ウクライナ侵攻は台湾侵攻の好機会?米上院公聴会

最近、米上院で開かれた公聴会で、ロシアによるウクライナ侵攻を巡り、米国が軍事介入をした場合、中国共産党政権がこの隙を台湾侵攻のチャンスと捉えているかについて対話が行われました。

米情報機関を統括する国家情報局(DNI)のヘインズ国家情報長官は今月10日、上院軍事委員会の公聴会に出席し、米国の国家安全保障に対する最も差し迫った脅威について指摘しました。

米国家情報局(DNI)アヴリル・ヘインズ長官
「中華人民共和国を始めとする国家機関からの脅威、これは情報機関にとって比類なき優先課題であることに変わりはない」

ヘインズ長官によると、中共政権を巡り、情報機関が注視していることの1つは台湾に対する動きだとしています。

米国家情報局(DNI)アヴリル・ヘインズ長官
「中国共産党は、武力行使の必要があると判断した場合の準備が整っている」

「中共はまた、過去最大規模の核戦力の増強を推し進めている。多様なものを貯蔵している中国は、米国の宇宙開発能力に匹敵する、または上回るような取り組みを行っており、米政府および民間企業のネットワークに対して、最も広範で活発かつ持続的なサイバースパイ活動の脅威を迫っている」

中共政権は、国家ぐるみで10年以上前からサイバー攻撃により、日米を筆頭に外国企業や政府機関から機密情報や先端情報を窃取しているとされています。米国の損害額は、毎年2千億から6千億ドルに達しています。

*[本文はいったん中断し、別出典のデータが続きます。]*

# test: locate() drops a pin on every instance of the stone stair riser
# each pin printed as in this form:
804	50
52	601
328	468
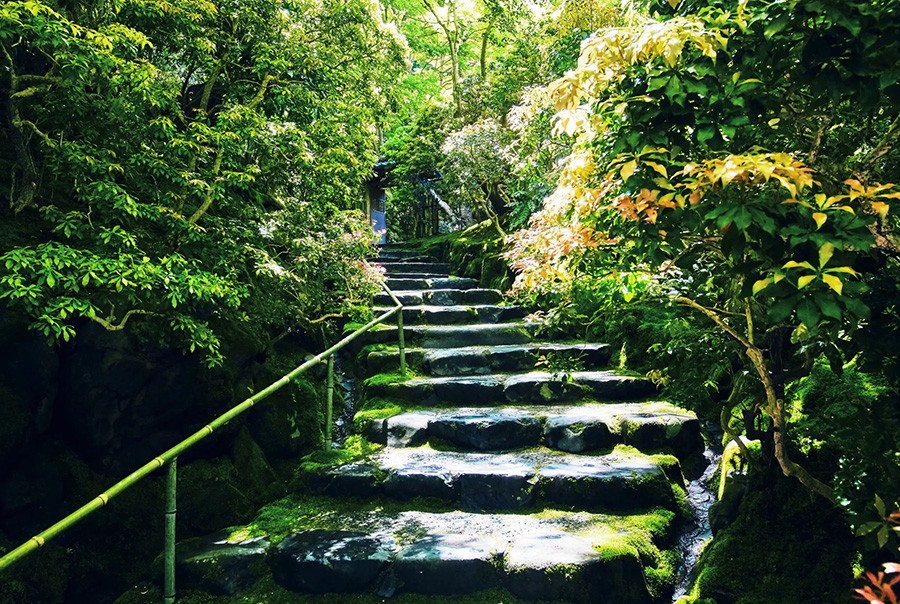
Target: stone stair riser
480	361
435	268
488	390
441	296
396	283
456	315
681	435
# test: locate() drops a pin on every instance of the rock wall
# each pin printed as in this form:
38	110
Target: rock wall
77	417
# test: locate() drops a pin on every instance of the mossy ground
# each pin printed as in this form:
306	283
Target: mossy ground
751	561
268	592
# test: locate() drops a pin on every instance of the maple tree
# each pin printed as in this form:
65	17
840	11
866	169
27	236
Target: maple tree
709	158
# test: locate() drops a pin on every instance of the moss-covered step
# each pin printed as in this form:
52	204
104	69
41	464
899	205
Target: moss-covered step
624	479
397	283
530	387
434	268
480	360
577	559
377	551
458	314
408	255
416	297
451	336
646	426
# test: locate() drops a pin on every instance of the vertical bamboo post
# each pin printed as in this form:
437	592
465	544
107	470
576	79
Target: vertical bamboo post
171	507
329	403
401	342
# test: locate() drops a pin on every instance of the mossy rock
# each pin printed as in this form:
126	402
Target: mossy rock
786	545
210	496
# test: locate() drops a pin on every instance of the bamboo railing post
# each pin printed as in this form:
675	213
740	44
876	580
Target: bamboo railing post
171	508
329	403
401	343
169	456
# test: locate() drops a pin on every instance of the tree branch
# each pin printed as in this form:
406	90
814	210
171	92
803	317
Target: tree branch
109	325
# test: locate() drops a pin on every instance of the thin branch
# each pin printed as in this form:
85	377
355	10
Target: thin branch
883	147
716	319
217	167
109	325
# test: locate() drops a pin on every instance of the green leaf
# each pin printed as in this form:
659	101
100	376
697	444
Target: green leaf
781	309
761	285
828	306
808	313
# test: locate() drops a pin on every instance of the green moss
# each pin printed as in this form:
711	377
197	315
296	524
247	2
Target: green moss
383	379
351	327
364	416
356	447
784	546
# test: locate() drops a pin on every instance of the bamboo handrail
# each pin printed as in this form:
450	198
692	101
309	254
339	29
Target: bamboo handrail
188	443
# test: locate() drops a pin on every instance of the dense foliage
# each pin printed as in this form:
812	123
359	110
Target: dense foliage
189	166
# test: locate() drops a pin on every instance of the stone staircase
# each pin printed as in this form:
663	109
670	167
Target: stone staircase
497	480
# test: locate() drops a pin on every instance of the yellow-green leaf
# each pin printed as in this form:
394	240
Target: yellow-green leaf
661	169
825	253
820	219
761	285
795	264
842	269
834	283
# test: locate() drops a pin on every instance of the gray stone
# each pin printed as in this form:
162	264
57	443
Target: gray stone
223	563
576	434
322	561
540	386
488	431
408	430
619	482
437	268
447	565
350	480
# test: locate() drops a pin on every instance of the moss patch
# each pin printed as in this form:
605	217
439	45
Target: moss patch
356	447
785	546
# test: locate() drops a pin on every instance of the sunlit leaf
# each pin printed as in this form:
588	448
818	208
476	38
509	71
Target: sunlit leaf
805	280
834	283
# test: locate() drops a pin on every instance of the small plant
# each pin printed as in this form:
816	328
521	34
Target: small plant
561	366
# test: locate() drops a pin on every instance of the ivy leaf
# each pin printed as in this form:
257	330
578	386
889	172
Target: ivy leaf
825	253
761	285
834	283
829	307
805	280
808	313
820	219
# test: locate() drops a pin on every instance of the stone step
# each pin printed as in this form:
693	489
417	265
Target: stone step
447	297
623	480
445	336
560	556
419	276
530	387
455	315
437	268
574	429
431	283
402	254
474	360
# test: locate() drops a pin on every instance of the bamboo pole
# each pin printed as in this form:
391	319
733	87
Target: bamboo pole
401	341
171	508
102	499
329	403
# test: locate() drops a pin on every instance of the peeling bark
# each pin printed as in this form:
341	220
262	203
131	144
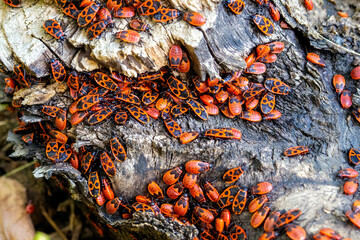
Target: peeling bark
312	115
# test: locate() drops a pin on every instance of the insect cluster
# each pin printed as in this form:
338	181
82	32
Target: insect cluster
98	17
350	174
345	95
328	234
102	95
191	200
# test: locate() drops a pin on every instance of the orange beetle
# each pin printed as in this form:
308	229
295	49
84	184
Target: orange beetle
259	216
155	190
172	176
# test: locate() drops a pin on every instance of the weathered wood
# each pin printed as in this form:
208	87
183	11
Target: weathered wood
311	114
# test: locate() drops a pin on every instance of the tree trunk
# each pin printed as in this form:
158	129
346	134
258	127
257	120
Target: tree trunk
311	113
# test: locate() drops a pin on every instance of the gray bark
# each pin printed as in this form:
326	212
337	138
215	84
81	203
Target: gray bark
311	114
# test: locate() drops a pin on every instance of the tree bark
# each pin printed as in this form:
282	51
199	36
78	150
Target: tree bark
311	113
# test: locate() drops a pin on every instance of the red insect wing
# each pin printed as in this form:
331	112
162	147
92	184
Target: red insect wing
99	116
139	25
189	180
50	110
262	51
120	117
86	161
155	190
94	184
96	29
60	121
197	193
234	106
52	149
117	149
236	6
87	102
113	5
264	24
259	216
196	166
354	217
107	164
129	36
355	73
351	186
175	190
261	188
211	192
184	66
58	70
28	138
182	205
256	68
152	112
74	160
187	137
172	176
165	15
287	218
149	7
113	205
233	175
142	207
13	3
204	215
239	201
354	156
198	109
150	97
71	10
64	153
270	221
295	232
227	196
274	12
78	117
346	99
87	14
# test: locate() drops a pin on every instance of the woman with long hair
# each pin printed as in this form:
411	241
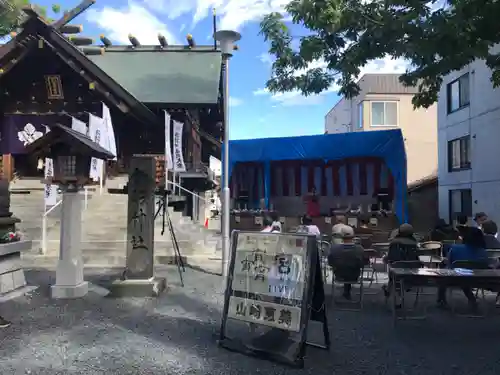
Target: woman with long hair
472	249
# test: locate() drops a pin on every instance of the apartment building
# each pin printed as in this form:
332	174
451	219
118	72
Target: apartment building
385	103
468	140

標的となっている米国内の代表的な例としては、Google、Adobe(アドビ)、Equifax(エキファックス)、米商務省などです。

およそ10年にわたる中共政権によるサイバー攻撃の背景には、中共軍が見え隠れしています。

中共政権の軍事力については、米国防総省の情報機関である国防情報局(DIA)のベリア長官は次のように語っています。

米国防情報局(DIA)スコット・ベリア長官
「中国は手強い相手だと思います」

また、中共政権による台湾侵攻の時期についても議論が白熱しています。米軍長官の中には、侵攻時期を6年以内と推測する見解もある一方で、共和党のジョシュ・ホーリー上院議員は差し迫った懸念を抱いています。

ジョシュ・ホーリー上院議員(ミズーリ州選出)
「中共が近い将来、台湾に侵攻することを心配されていますか?米国はロシアの軍事侵攻に介入するべきでしょうか?」

米国防情報局(DIA)スコット・ベリア長官
「その可能性は低いと思われますが」

ジョシュ・ホーリー上院議員(ミズーリ州選出)
「どの点に対して可能性が低いと思われますか?」

米国防情報局(DIA)スコット・ベリア長官
「中国がウクライナ侵攻を利用するということですが、おそらく現段階では準備が整っていないと推察されます」

ジョシュ・ホーリー上院議員(ミズーリ州選出)
「では現在、中国が台湾を侵略する能力がないと思われているのですか?」

米国防情報局(DIA)スコット・ベリア長官
「そのようなことではありません」

ジョシュ・ホーリー上院議員(ミズーリ州選出
「詳細をお聴きしたいです」

米国防情報局(DIA)スコット・ベリア長官
「この話し合いは非公開にすることは可能ですか?」

ジョシュ・ホーリー上院議員(ミズーリ州選出)
「もちろんです」

ベリア長官は、台湾はウクライナ紛争から教訓を学んでいるだろうと述べています。

米国防情報局(DIA)スコット・ベリア長官
「リーダーシップや小部隊の戦術がいかに重要か」

またベリア長官は、台湾の軍隊の多くが徴集兵であることに言及しました。

米国防情報局(DIA)スコット・ベリア長官
「私は、それがあるべき姿だとは思っていません」

ベリア長官は、米国は台湾の軍隊と協力し、防衛と訓練の両面で、どこに資金を投じるべきかを教授するべきだとしています。